University Approves New Law School Shield

Moving beyond a symbol associated with slaveholding

New Harvard Law School shield

The new Harvard Law School shield. 

More than five years after the Harvard Corporation acceded to Harvard Law School’s decision to abandon its shield, associated with slavery, it has approved the school’s replacement. The new shield was developed by the HLS Shield Working Group, first convened in 2020, and design firms PopKitchen and Studio Rainwater. 

“I am grateful to our community for taking part in this important process and for the values and aspirations they ascribe to HLS,” wrote Dean John F. Manning in an email. “Members of our community shared with the Working Group that, because of HLS’s wide-ranging scope, depth, and diversity, the Law School does not represent any one school of thought, but is a place where people engage productively around many approaches, methodologies, and points of view in the pursuit of truth and knowledge.”

Only Harvard’s traditional motto veritas splayed over three open books seems to carry over from the former design. Added beneath the motto is an additional Latin phrase: Lex et Iustitia (“law and justice”). The remainder of the shield features eight overlapping, curved lines inspired by details found in the arches and windows of HLS’s Austin and Hauser halls.

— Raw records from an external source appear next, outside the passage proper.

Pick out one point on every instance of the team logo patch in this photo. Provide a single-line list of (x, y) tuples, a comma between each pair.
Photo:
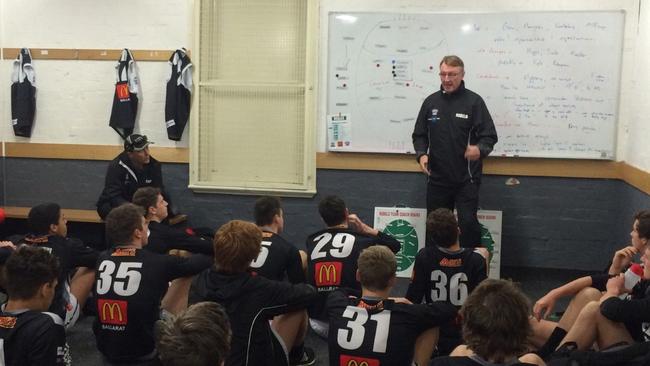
[(7, 322), (112, 311), (328, 273), (122, 91), (124, 252), (346, 360)]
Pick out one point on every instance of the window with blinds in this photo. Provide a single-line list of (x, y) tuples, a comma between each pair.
[(254, 100)]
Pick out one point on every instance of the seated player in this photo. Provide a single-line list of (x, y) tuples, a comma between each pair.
[(198, 336), (495, 328), (278, 259), (614, 321), (48, 229), (377, 330), (332, 254), (130, 283), (30, 336), (547, 334), (132, 169), (251, 301), (446, 272), (162, 237)]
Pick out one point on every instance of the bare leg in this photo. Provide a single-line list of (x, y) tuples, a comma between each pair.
[(461, 350), (424, 345), (591, 326), (532, 358), (578, 302), (291, 327), (81, 284), (175, 299)]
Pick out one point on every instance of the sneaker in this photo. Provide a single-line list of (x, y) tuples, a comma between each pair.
[(308, 358)]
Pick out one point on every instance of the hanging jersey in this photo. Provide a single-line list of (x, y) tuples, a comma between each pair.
[(32, 338), (373, 332), (278, 259), (333, 255), (71, 253), (125, 100), (179, 94), (130, 284), (23, 94), (443, 275)]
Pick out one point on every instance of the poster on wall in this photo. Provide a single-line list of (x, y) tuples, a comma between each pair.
[(491, 238), (339, 136), (408, 226)]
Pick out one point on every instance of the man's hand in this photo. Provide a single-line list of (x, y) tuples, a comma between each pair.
[(360, 226), (472, 153), (544, 305), (7, 243), (622, 258), (616, 285), (424, 164)]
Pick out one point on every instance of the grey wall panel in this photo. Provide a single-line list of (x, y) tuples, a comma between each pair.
[(547, 222)]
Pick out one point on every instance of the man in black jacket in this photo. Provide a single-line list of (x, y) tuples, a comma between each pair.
[(453, 133), (251, 301), (132, 169)]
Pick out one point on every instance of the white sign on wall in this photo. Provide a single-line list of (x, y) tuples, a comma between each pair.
[(408, 225)]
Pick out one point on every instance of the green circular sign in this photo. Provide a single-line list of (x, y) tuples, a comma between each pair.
[(405, 233)]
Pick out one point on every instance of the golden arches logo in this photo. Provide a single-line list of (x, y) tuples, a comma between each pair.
[(113, 311), (355, 363), (330, 273)]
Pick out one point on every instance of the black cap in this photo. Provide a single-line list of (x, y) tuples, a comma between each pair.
[(136, 142)]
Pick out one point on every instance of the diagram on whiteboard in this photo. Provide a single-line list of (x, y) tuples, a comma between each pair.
[(551, 89), (386, 74)]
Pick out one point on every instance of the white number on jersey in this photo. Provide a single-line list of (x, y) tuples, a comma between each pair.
[(352, 337), (454, 290), (261, 258), (342, 243), (127, 279)]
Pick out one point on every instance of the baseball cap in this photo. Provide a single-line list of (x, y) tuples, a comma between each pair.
[(136, 142)]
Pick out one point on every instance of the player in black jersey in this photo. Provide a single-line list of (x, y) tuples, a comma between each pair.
[(48, 229), (376, 330), (29, 336), (332, 254), (251, 301), (495, 328), (278, 259), (446, 272), (130, 283), (162, 237)]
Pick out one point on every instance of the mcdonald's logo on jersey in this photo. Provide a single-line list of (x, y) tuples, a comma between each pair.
[(122, 91), (346, 360), (112, 311), (328, 273)]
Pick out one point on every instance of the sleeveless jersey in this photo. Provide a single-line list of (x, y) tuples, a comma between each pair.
[(23, 94), (179, 94), (125, 100)]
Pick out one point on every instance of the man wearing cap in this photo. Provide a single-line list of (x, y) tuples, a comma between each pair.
[(132, 169)]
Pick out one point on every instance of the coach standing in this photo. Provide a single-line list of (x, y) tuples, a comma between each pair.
[(453, 133)]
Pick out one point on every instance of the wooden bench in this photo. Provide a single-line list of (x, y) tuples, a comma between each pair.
[(75, 215)]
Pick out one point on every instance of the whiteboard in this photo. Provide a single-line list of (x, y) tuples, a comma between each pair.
[(551, 80)]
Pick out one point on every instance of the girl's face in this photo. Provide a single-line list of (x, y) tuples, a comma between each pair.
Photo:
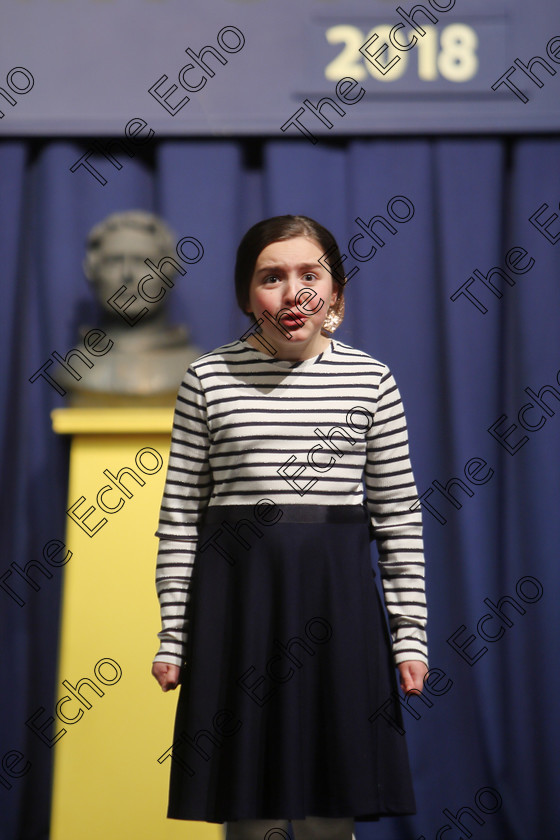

“The traditional elements of the shield speak to the school’s history and grounding, while the more modern forms convey its ongoing evolution and aspirational nature,” according to an explanation on the HLS website. “When combined with color, the multiple radiating lines express an internal energy, light, and strength, conveying a community with many facets and nuances, none of which alone defines it.” The description, and design, follow the three themes emphasized by the Working Group chaired by Loeb University Professor Annette Gordon-Reed: a diverse and pluralistic community, leadership that changes the world for the better, and the fundamental pursuit of law and justice.

The new shield replaces the original design, first implemented in 1937, which displayed the crest of the slaveholding Royall family, whose fortune endowed the school’s first faculty chair. It was the 2015 book On the Battlefield of Merit: Harvard Law School, the First Century, coauthored by former visiting professor Daniel Coquillette, J.D. ’71 and Bruce A. Kimball, M.Div. ’78, Ed.D. ’81, that brought this history to light. Although a 2016 report acknowledged there was no evidence that the 1936 Harvard Corporation knew that Isaac Royall Jr. owned slaves, a committee of HLS professors, students, and alumni recommended that the school abandon the former crest. “We cannot unsee what we now know, nor should we,” the report argued. “The Law School would not today honor Isaac Royall and his bequest by taking his crest as its official symbol.” In 2017, the HLS memorialized the names of 60 slaves held by the Royall Family in a plaque placed at the center of the school’s campus. “Our school was founded with wealth generated through the profoundly immoral institution of slavery,” Manning said at the monument’s unveiling. “We should not hide that fact nor hide from it.…To be true to our complicated history we must also shine a light on what we are not proud of.”